President Donald Trump should also let Congress decide how to deal with the DACA, Ryan told a Wisconsin radio show on Friday morning.

Ryan said told WCLO Janesville that he is talking with “the White House” on a DACA preservation plan and suggested that Trump is being kept out of the loop by his deputies. He said:

I actually don’t think he should [end DACA], and I believe that this is something Congress has to fix.

Let me back up for a second. President Obama did not have the legislative authority to what he did. You can’t, as an executive, write law out of thin air, and so that is very very clear. We’ve made that very clear. Having said all of that, there are people who are in limbo. These are kids who know no other country who were brought here by their parents and don’t know another home and so I really do believe that there needs to be a legislative solution. That is one that we are working on, and I think we want to give people peace of mind and so I’ve had plenty of conversations with the White House about this issue, and I think the President as well has mentioned that he wants to have a humane s0lution for this problem, and I think that is something that we in Congress are working on and need to deliver.

Ryan is a champion of the “any willing worker” claim that immigration levels should be kept high enough to ensure that wages stay low. For example, he has pushed several times to expand the H-2B program which allows companies to import wage-lowering blue-collar workers for summer jobs.
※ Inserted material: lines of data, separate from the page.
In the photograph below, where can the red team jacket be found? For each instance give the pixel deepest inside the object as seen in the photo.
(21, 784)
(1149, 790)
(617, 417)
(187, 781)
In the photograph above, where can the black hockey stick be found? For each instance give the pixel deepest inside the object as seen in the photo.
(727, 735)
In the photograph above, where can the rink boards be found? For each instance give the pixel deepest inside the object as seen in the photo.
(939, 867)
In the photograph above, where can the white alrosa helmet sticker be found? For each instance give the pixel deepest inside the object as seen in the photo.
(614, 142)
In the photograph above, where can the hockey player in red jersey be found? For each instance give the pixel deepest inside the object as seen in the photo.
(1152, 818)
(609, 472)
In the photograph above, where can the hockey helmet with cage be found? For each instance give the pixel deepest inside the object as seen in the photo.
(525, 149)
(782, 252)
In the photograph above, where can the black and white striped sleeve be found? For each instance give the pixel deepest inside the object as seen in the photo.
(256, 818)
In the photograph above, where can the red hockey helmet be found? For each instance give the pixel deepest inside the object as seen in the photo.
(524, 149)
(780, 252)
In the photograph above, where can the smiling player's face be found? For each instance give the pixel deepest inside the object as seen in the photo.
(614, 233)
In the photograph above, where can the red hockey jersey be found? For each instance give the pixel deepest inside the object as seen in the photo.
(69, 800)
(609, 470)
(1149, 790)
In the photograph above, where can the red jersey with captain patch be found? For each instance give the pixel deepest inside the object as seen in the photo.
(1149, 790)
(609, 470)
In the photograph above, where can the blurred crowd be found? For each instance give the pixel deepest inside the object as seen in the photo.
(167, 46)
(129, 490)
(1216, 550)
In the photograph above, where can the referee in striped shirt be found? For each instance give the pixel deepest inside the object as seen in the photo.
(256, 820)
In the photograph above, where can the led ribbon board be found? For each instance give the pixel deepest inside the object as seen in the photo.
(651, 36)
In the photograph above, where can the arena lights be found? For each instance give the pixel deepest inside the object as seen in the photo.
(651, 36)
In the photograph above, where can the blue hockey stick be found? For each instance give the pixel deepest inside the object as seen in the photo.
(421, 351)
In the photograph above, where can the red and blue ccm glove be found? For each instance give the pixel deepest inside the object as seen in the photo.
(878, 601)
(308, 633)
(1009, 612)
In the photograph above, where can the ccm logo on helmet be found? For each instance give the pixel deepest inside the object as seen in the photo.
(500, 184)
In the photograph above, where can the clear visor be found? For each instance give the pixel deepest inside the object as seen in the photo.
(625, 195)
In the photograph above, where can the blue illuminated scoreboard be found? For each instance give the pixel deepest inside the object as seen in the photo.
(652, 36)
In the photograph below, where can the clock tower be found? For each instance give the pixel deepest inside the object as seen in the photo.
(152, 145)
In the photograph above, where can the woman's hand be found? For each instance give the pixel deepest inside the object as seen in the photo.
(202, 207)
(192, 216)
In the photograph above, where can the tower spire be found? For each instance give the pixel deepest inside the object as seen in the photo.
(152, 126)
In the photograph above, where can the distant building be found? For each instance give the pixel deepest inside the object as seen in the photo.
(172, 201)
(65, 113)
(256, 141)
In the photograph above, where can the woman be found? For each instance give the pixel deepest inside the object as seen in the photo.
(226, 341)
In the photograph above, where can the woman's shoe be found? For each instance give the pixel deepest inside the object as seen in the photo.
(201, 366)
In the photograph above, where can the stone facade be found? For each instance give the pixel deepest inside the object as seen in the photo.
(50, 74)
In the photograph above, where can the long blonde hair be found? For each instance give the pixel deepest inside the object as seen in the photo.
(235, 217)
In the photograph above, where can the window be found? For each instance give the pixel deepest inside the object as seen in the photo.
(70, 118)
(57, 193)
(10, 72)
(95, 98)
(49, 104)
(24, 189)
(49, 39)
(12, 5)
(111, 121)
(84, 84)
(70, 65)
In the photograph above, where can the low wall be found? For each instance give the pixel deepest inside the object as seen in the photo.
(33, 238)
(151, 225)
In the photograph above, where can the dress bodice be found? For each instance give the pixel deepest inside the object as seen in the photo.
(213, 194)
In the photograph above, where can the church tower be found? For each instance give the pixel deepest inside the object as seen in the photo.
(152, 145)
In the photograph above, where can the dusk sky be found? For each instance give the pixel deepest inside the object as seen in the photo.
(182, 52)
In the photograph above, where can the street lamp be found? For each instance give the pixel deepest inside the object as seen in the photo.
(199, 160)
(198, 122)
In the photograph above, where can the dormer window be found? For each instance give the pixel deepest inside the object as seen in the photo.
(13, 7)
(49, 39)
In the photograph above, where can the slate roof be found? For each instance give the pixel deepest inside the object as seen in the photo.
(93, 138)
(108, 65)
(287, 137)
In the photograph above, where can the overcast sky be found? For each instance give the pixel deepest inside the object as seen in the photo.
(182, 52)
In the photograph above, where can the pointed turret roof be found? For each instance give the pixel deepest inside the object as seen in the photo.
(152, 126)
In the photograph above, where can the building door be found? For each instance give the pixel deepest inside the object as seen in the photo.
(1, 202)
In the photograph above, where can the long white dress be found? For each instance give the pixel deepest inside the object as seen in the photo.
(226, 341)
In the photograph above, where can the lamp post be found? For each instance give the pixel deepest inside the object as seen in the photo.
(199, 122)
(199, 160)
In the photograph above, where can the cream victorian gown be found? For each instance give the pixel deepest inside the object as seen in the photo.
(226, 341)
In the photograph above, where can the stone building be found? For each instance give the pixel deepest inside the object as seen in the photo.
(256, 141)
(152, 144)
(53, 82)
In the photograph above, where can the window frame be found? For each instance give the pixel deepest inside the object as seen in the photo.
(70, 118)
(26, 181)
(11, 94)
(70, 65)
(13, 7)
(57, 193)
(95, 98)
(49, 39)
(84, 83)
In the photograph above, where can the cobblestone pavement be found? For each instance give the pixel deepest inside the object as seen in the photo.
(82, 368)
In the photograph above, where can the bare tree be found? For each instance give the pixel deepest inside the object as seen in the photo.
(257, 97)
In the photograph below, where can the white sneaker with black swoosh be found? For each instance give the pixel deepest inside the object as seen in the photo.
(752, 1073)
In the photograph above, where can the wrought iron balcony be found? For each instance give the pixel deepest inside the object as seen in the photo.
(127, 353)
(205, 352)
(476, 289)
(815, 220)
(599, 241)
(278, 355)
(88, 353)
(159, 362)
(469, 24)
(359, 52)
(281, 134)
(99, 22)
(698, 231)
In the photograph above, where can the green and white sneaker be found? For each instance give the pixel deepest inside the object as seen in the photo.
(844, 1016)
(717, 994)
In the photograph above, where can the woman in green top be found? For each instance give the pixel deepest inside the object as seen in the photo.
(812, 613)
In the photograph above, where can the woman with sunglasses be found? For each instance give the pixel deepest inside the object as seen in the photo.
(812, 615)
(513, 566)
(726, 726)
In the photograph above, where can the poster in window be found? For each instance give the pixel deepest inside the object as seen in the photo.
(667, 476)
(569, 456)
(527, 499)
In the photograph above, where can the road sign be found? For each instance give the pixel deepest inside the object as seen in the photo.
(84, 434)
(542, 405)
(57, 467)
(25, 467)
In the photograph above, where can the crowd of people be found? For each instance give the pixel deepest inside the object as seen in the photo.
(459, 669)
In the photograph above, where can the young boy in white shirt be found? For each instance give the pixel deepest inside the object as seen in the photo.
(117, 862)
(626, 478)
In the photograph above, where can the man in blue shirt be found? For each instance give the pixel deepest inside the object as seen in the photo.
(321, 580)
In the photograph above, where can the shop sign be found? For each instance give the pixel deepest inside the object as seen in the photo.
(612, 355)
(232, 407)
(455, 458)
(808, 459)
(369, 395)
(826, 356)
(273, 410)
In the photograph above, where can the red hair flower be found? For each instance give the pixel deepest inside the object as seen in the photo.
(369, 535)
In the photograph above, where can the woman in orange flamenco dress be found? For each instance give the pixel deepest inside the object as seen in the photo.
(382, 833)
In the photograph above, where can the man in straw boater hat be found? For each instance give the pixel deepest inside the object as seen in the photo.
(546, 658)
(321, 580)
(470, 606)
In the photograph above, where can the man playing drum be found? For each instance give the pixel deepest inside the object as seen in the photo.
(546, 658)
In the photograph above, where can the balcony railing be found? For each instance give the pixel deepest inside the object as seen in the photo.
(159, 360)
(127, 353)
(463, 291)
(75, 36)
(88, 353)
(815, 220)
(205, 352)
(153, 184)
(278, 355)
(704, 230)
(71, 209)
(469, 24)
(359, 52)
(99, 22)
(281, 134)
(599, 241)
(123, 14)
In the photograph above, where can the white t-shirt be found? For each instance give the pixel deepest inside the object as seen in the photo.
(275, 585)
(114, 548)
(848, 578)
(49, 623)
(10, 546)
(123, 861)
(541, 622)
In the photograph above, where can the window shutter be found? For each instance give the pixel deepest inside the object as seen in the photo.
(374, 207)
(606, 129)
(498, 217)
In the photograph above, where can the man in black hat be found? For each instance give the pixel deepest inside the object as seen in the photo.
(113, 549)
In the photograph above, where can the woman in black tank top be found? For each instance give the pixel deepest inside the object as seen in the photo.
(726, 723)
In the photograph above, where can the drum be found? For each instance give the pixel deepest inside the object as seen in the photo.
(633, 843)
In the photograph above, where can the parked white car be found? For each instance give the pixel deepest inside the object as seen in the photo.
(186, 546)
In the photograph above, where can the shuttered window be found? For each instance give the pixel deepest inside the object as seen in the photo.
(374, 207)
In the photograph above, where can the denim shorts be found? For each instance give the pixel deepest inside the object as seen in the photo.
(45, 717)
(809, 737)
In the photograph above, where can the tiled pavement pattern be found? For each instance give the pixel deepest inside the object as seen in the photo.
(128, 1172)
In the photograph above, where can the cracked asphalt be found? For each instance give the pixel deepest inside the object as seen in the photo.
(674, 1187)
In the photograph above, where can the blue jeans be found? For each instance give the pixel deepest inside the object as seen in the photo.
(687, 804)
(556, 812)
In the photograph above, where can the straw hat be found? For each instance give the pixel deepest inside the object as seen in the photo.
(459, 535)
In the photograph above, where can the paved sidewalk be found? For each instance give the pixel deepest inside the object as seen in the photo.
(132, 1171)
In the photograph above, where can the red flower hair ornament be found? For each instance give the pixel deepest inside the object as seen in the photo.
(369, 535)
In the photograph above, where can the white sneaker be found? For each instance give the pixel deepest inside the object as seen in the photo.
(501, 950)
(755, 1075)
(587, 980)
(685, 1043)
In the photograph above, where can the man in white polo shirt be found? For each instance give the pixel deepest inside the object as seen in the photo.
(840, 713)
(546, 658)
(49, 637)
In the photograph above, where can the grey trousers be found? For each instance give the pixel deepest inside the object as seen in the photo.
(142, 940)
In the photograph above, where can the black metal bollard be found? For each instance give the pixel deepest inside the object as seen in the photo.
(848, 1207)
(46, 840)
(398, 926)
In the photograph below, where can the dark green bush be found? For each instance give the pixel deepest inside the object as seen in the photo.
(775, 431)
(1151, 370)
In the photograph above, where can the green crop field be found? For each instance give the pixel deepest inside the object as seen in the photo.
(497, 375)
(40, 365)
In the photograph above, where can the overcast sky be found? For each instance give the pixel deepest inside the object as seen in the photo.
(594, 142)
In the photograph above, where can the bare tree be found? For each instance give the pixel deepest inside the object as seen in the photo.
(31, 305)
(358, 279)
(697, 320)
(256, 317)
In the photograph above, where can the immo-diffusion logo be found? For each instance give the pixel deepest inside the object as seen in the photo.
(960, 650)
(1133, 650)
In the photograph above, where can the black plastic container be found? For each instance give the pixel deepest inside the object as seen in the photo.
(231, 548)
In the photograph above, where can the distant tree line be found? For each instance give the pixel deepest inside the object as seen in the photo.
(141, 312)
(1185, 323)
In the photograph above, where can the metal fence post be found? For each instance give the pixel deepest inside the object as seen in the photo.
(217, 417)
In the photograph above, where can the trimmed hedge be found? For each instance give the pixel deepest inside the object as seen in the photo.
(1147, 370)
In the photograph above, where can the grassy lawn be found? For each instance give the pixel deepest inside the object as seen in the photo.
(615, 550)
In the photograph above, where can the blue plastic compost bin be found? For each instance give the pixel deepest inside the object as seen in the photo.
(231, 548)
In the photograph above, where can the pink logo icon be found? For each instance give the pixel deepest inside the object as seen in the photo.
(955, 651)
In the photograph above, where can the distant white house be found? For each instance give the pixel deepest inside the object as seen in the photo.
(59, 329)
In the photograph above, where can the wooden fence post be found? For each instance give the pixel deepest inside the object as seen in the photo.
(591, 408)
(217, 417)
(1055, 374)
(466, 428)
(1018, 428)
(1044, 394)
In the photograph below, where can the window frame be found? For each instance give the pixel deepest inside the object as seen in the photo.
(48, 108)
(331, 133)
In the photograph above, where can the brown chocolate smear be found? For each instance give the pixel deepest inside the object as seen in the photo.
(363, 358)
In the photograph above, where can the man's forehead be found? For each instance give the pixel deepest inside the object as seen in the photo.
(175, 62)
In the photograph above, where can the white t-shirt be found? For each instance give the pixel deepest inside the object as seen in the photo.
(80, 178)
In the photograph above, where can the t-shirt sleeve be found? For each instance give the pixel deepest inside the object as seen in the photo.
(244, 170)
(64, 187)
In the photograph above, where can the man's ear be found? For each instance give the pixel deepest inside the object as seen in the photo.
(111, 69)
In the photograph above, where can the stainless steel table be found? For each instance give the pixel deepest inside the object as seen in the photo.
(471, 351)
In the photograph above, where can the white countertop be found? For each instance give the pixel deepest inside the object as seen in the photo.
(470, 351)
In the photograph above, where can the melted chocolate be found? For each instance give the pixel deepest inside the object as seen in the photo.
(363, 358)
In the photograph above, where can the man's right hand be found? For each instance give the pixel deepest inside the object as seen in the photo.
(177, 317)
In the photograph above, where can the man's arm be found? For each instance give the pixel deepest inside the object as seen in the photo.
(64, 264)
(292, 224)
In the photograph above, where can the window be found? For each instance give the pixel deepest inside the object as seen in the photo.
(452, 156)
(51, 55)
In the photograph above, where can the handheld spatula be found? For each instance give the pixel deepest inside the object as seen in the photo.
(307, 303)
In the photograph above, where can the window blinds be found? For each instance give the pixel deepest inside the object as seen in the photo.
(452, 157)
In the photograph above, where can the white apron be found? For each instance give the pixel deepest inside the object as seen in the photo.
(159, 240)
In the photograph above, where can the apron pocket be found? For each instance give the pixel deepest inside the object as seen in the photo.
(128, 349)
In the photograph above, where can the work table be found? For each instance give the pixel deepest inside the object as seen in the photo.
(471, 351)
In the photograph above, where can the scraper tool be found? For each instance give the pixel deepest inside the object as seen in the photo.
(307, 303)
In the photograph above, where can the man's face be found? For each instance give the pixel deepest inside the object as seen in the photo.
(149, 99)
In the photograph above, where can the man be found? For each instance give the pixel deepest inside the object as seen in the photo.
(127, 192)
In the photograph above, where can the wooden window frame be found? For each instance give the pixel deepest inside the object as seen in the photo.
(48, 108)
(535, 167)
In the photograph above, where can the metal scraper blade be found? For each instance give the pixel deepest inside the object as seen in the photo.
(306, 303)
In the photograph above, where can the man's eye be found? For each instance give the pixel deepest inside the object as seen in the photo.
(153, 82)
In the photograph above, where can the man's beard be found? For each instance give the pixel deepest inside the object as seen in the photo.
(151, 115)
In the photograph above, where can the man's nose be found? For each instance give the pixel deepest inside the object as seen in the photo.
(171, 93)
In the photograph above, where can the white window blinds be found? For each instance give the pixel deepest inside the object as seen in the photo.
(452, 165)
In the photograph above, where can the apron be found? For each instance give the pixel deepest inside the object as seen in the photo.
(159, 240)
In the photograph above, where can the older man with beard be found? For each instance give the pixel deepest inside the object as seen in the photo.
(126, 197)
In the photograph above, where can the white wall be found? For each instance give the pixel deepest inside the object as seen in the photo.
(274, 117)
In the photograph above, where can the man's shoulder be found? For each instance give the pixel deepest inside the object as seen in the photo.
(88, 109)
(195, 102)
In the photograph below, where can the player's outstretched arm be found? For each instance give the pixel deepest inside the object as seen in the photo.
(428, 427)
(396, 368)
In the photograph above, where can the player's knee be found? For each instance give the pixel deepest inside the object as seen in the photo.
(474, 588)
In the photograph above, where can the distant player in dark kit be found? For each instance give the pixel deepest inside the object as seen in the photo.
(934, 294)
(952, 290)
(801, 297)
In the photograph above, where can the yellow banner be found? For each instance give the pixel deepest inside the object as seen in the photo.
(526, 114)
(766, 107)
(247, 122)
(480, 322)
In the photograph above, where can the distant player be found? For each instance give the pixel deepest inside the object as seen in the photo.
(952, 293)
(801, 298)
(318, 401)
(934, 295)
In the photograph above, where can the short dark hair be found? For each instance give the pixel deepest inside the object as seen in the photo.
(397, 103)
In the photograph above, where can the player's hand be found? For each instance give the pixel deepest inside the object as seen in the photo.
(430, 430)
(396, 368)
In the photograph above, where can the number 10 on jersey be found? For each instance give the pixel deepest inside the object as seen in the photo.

Business executives strongly support the DACA amnesty, which helps them keep wage low and profits high, despite lopsided public support for pro-American immigration reforms.

Watch, starting at 11.50.

Other GOP legislators are trying to keep preserve the DACA amnesty program for 800,000 younger illegals. For example, Utah Sen. Orrin Hatch has steadily promoted the use of imported white-collar workers by his home-state companies, including Goldman Sachs.

Democrats want Trump to sign legislation that will legally confirm the DACA amnesty — perhaps in exchange for a year of wall funding. Trump’s globalist aides likely would recommend signing the amnesty legislation if it helps them gain a big tax-cut bill.

Pro-American immigration reformers oppose any near-term DACA trade, saying Trump should concentrate on passing a comprehensive immigration reform in 2018 or 2019 which would trim the inflow of low-skill workers, streamline enforcement procedures, strengthen border defenses and require companies to exclude illegals from job applications. Those proposals are included in Trump’s popular RAISE Act merit immigration reform.

Each year, the government also hands out almost 3 million short-term work permits to foreign workers. These permits include roughly 330,000 one-year OPT permits for foreign graduates of U.S. colleges, roughly 200,000 three-year H-1B visas for foreign white-collar professionals, and 400,000 two-year permits to DACA illegals.

The current annual flood of foreign labor spikes profits and Wall Street values by cutting salaries for manual and skilled labor offered by blue-collar and white-collar employees. It also drives up real estate priceswidens wealth-gaps, reduces high-tech investment, increases state and local tax burdens, hurts kids’ schools and college education, pushes Americans away from high-tech careers, and sidelines at least 5 million marginalized Americans and their families.

Multiple business groups admit that Trump’s popular RAISE Act immigration and economic reform would raise Americans’ salaries.